6 replies to this topic

[xxxxjayxxx]

how can i make the number of change to works .. for example if the change is $0.80 the number of change will appear 4 for $0.20 and the other like $0.10 , $0.50 and $1.00 will appear to be 0 ?

[anotheruser]

there are multiple ways to express a value as the sum multiples of other values. An example: $0.50 could be one piece of $0.50 or 5 pieces of $0.10.
Assuming you want to give out the higher value coins first, you need to take the original value and, starting with the coin with the highest value, find out how often it fits in, then take the rest to the next step.
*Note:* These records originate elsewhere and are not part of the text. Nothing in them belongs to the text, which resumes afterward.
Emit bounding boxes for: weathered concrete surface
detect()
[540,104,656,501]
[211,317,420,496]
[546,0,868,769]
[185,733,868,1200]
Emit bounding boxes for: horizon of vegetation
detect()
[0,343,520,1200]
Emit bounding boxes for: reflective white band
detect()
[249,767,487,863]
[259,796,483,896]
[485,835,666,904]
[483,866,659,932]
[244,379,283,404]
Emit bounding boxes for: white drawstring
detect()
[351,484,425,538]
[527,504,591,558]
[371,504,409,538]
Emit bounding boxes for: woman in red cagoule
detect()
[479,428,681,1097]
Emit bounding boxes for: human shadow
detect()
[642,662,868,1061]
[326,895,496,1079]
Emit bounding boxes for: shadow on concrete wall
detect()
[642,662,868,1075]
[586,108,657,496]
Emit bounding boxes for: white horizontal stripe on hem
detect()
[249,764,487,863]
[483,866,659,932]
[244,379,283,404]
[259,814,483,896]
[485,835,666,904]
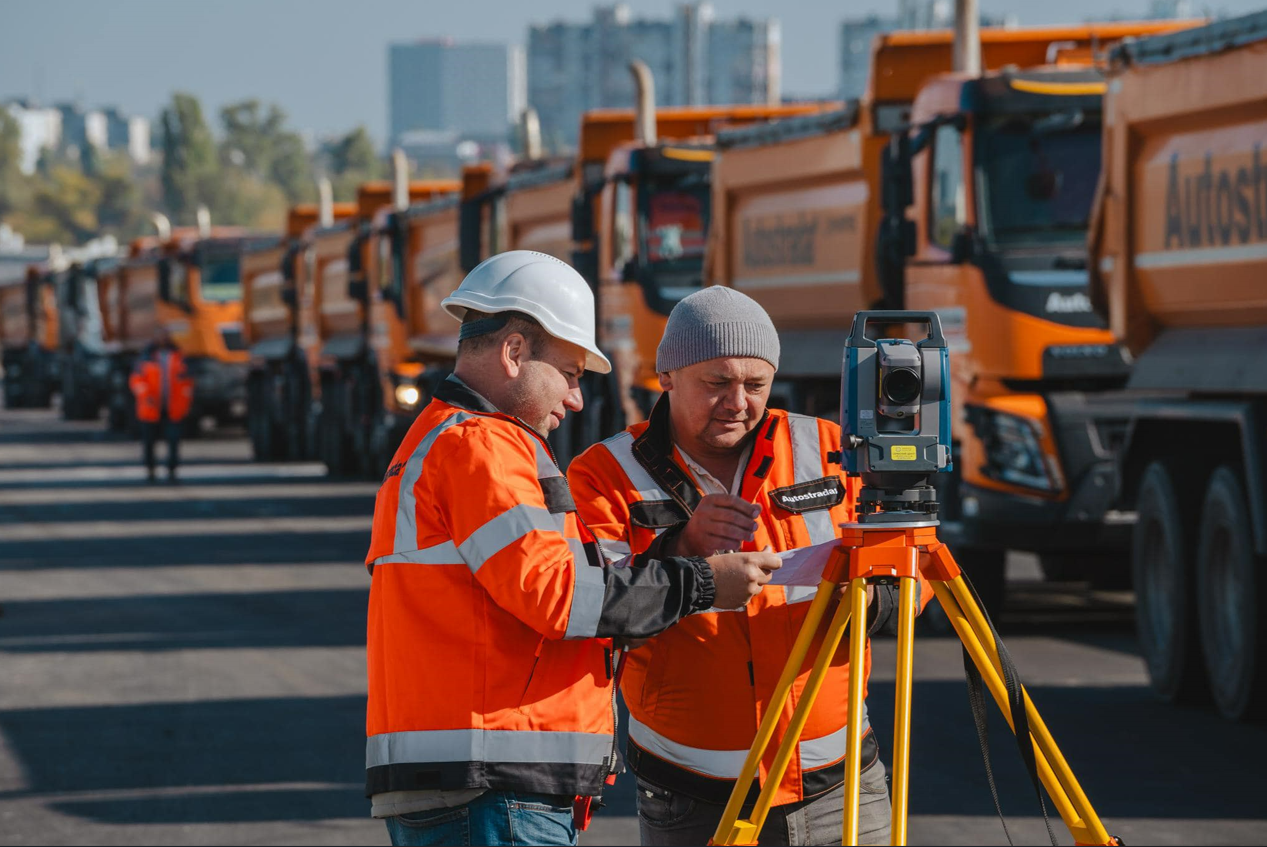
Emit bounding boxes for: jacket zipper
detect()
[527,418,621,790]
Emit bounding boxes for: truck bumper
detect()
[188,358,248,420]
[943,391,1135,553]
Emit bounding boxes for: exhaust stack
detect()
[630,58,656,147]
[392,147,409,211]
[150,211,171,241]
[317,176,334,228]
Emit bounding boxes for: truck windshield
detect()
[977,113,1100,247]
[637,170,711,301]
[201,256,242,303]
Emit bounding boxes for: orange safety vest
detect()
[128,349,194,423]
[568,395,931,804]
[365,377,616,796]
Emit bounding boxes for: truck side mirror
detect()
[571,189,594,242]
[457,196,484,273]
[158,258,171,303]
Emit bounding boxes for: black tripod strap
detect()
[963,574,1058,847]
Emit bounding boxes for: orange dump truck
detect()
[56,244,120,420]
[98,228,253,428]
[242,203,356,461]
[573,101,836,455]
[0,262,58,409]
[1090,13,1267,718]
[708,23,1177,605]
[313,177,461,475]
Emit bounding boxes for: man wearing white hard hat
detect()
[365,251,778,844]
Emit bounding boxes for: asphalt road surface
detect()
[0,411,1267,844]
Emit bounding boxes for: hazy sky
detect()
[0,0,1246,141]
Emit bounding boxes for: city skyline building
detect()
[388,38,526,144]
[527,3,782,148]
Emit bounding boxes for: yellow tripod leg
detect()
[886,577,920,844]
[712,580,839,844]
[933,576,1116,844]
[749,582,850,843]
[840,577,867,844]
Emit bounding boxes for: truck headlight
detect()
[969,408,1060,491]
[395,384,422,409]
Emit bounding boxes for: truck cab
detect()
[242,203,356,461]
[313,177,461,476]
[881,67,1130,564]
[157,229,252,425]
[0,260,65,409]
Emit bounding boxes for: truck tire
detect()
[281,366,312,462]
[1196,465,1267,720]
[1130,461,1205,703]
[317,380,353,476]
[246,373,275,462]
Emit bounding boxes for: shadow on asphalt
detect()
[867,681,1267,820]
[0,528,370,572]
[0,587,370,653]
[0,491,374,524]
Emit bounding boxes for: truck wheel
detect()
[317,381,352,476]
[1196,466,1267,720]
[1130,462,1204,703]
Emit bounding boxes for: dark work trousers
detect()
[141,415,180,477]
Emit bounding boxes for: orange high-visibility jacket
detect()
[365,377,713,796]
[128,348,194,423]
[568,395,931,804]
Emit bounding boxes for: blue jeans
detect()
[386,791,576,847]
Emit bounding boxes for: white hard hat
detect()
[440,249,612,373]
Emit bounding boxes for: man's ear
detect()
[500,332,528,380]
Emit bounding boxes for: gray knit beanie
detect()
[655,285,779,373]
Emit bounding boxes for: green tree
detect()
[160,91,219,223]
[20,163,101,244]
[220,100,313,203]
[329,127,381,174]
[328,127,385,200]
[96,153,146,239]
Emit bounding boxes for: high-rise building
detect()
[103,106,150,165]
[696,18,782,103]
[837,0,1018,100]
[3,100,62,173]
[528,3,779,146]
[388,39,526,143]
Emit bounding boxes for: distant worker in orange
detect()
[568,286,931,844]
[128,329,194,482]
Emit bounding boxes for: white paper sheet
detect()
[770,539,840,585]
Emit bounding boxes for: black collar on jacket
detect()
[632,392,779,515]
[436,373,496,418]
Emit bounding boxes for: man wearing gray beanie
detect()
[568,286,933,844]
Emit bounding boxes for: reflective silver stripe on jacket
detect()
[563,538,607,638]
[365,724,612,769]
[788,415,836,544]
[630,713,870,780]
[783,414,837,604]
[457,504,564,574]
[392,411,475,553]
[602,432,669,500]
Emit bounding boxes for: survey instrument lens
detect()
[882,367,920,406]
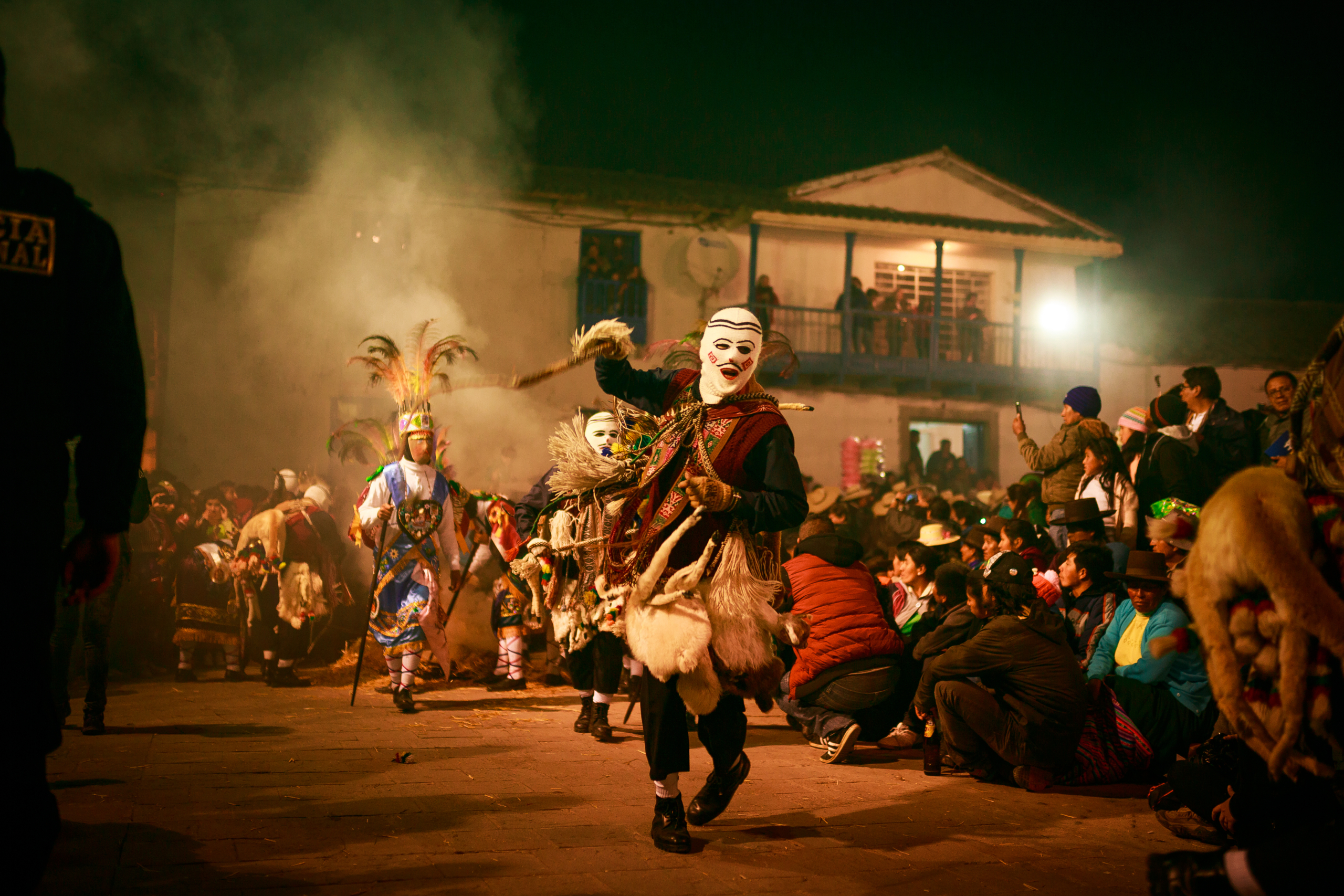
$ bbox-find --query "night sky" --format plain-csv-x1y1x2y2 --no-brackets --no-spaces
8,0,1341,301
504,3,1341,301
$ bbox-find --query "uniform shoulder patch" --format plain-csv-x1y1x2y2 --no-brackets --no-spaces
0,208,57,277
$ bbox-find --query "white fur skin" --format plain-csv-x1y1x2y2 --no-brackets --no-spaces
610,508,806,715
276,563,329,629
1183,468,1344,779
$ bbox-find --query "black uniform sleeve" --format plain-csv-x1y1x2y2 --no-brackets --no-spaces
71,212,145,533
732,426,808,532
513,466,555,541
594,357,676,414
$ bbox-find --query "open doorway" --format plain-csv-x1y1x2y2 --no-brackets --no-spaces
910,420,989,491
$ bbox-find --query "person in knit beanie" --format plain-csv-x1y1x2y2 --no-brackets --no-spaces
1012,385,1110,550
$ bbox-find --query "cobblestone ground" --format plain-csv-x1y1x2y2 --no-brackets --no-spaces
43,672,1191,896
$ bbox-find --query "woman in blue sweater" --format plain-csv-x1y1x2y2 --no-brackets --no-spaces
1087,551,1217,774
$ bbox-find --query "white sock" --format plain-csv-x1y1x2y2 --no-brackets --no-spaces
402,653,419,688
504,637,523,680
653,771,681,799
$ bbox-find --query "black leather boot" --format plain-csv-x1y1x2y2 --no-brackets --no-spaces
574,694,593,735
686,752,751,825
649,794,691,853
589,702,612,743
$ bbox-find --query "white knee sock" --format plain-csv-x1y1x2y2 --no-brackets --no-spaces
402,653,419,688
653,771,681,799
502,637,523,678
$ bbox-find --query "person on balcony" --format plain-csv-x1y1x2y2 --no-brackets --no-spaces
1012,385,1110,550
836,277,872,355
957,293,985,364
751,274,780,332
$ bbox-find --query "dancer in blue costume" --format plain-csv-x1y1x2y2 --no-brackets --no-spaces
359,404,461,712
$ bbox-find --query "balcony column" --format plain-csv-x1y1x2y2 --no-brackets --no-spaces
838,231,856,385
1091,258,1101,388
747,222,761,317
929,239,942,391
1012,248,1025,384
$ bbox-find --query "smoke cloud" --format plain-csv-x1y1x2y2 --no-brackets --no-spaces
0,0,567,507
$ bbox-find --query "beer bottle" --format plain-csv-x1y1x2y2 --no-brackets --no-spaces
925,718,942,775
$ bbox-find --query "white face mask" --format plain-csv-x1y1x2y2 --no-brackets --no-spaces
700,308,761,404
583,411,621,457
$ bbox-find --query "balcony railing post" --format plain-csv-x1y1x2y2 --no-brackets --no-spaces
747,222,770,321
1012,248,1025,384
840,231,856,385
929,239,942,391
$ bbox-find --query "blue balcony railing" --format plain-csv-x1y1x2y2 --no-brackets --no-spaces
578,279,649,345
751,305,1097,398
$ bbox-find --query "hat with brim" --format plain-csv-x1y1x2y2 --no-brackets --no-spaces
1106,551,1172,587
872,492,899,516
918,523,961,548
1063,498,1102,525
840,485,872,501
808,485,840,513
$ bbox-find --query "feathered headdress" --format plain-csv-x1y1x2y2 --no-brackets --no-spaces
350,320,476,437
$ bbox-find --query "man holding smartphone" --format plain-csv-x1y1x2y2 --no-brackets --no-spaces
1012,385,1110,550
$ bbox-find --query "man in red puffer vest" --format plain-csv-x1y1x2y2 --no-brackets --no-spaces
780,516,902,763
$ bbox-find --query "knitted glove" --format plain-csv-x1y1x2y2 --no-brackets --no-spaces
679,476,738,512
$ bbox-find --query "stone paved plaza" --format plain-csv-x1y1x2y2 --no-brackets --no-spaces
41,670,1191,896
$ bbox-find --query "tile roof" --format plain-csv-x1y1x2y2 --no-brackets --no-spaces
519,165,1114,242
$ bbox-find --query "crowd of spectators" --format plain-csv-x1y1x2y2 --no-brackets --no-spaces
778,365,1339,859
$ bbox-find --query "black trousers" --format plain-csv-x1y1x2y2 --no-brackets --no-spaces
51,536,130,719
933,681,1080,771
640,676,747,781
569,631,625,694
251,576,313,660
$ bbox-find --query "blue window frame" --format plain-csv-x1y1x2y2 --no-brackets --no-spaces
578,228,649,344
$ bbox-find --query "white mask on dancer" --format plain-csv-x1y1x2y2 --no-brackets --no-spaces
700,308,761,404
583,411,621,457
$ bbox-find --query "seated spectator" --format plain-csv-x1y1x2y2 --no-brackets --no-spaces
1087,551,1217,774
957,525,999,570
1074,439,1138,548
914,553,1087,790
1059,541,1126,669
999,520,1049,572
1242,371,1297,466
878,563,984,750
1180,367,1259,489
778,516,903,763
1049,498,1129,570
1116,407,1148,482
1135,392,1214,521
891,542,956,634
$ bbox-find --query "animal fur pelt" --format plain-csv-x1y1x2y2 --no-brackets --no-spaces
1183,468,1344,779
276,563,331,629
610,508,806,715
238,508,289,560
547,414,632,494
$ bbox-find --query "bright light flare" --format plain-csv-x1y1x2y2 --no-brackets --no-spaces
1040,301,1078,333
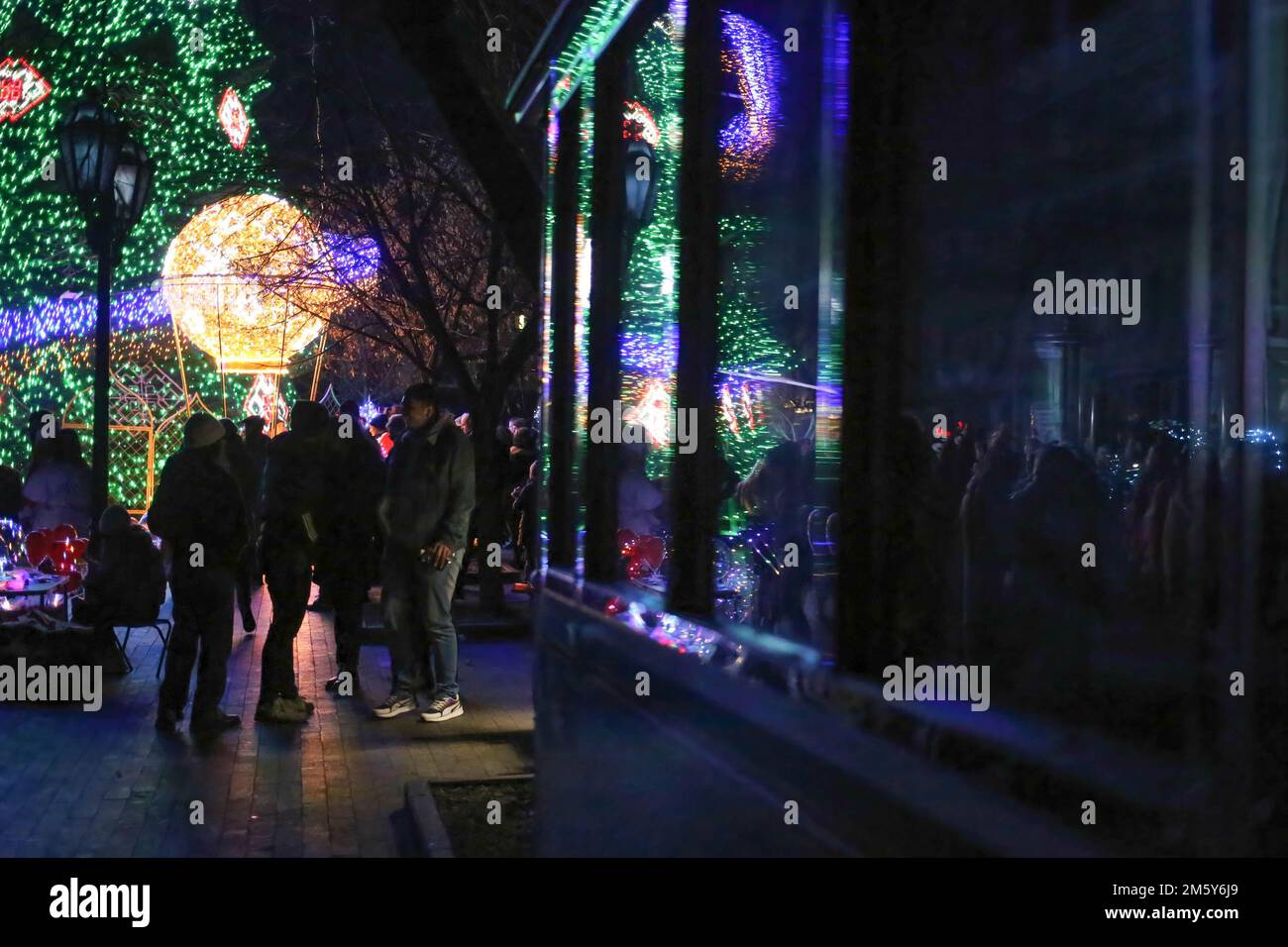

Example: $1.60.
$1.00 fits in 1 time, $0.60 remaining.
$0.50 fits in 1 time, $0.10 remaining.
$0.20 fits in 0 times, $0.10 remaining.
$0.10 fits in 1 time, $0.00 remaining.
if anything other than zero remains in the end, something is wrong with the money.

[xxxxjayxxx]

yea exactly wht u are trying to say ... how to do ???

[wim DC]

I allready posted you that.

double change = ans - total;
int piecesOf1 = (int) change;
change -= piecesOf1;
int piecesOf05 = (int) (change/0.5);
change -= (piecesOf05 *0.5);
int piecesOf02 = (int) (change/0.2);
change -= (piecesOf02 *0.2);
int piecesOf01 = (int) (change/0.1);
change -= (piecesOf01 *0.1);

But this return 0.80 as 0.5+0.2+0.1 but you want it as 0.2+0.2+0.2+0.2 for some reason...

[xxxxjayxxx]

sorry oxano i think i misunderstood ... yea i want the thing to be least number of change ... yea you are right :) but i now facing problem when the change is $0.70 ..the code u provide will appear to have 1 $0.50 and 1 $0.10 the rest 0 ... do you know how to solve ?

[wim DC]

WTF since when does C# say that 0.2 / 0.2 != 1 :confused:

I have now instead of using 0.2 etc in the code replaced that by Double.parse("0.2")
Just using doubles now.
code:

                double change = Double.Parse("0.7");

                double piecesOf1 = Math.Floor(change);

                change -= piecesOf1;

                double piecesOf05 = Math.Floor(change/Double.Parse("0.5"));

                change -= (piecesOf05 *Double.Parse("0.5"));

                double piecesOf02 = Math.Floor(change/Double.Parse("0.2"));

                change -= (piecesOf02 *Double.Parse("0.2"));

                double piecesOf01 = Math.Floor(change/Double.Parse("0.1"));

                change -= (piecesOf01 *Double.Parse("0.1"));

And yet he calculates 0.2/0.2 as something that's smaller than 1.

You can get around it by doing
double change = ans - total + 0.001

But this is rediculous.

[xxxxjayxxx]

wow ... oxano THANK YOU SO MUCH MAN!!!! you are a real pro in programming that doesnt give up on noob. Thanks my program can work ardy.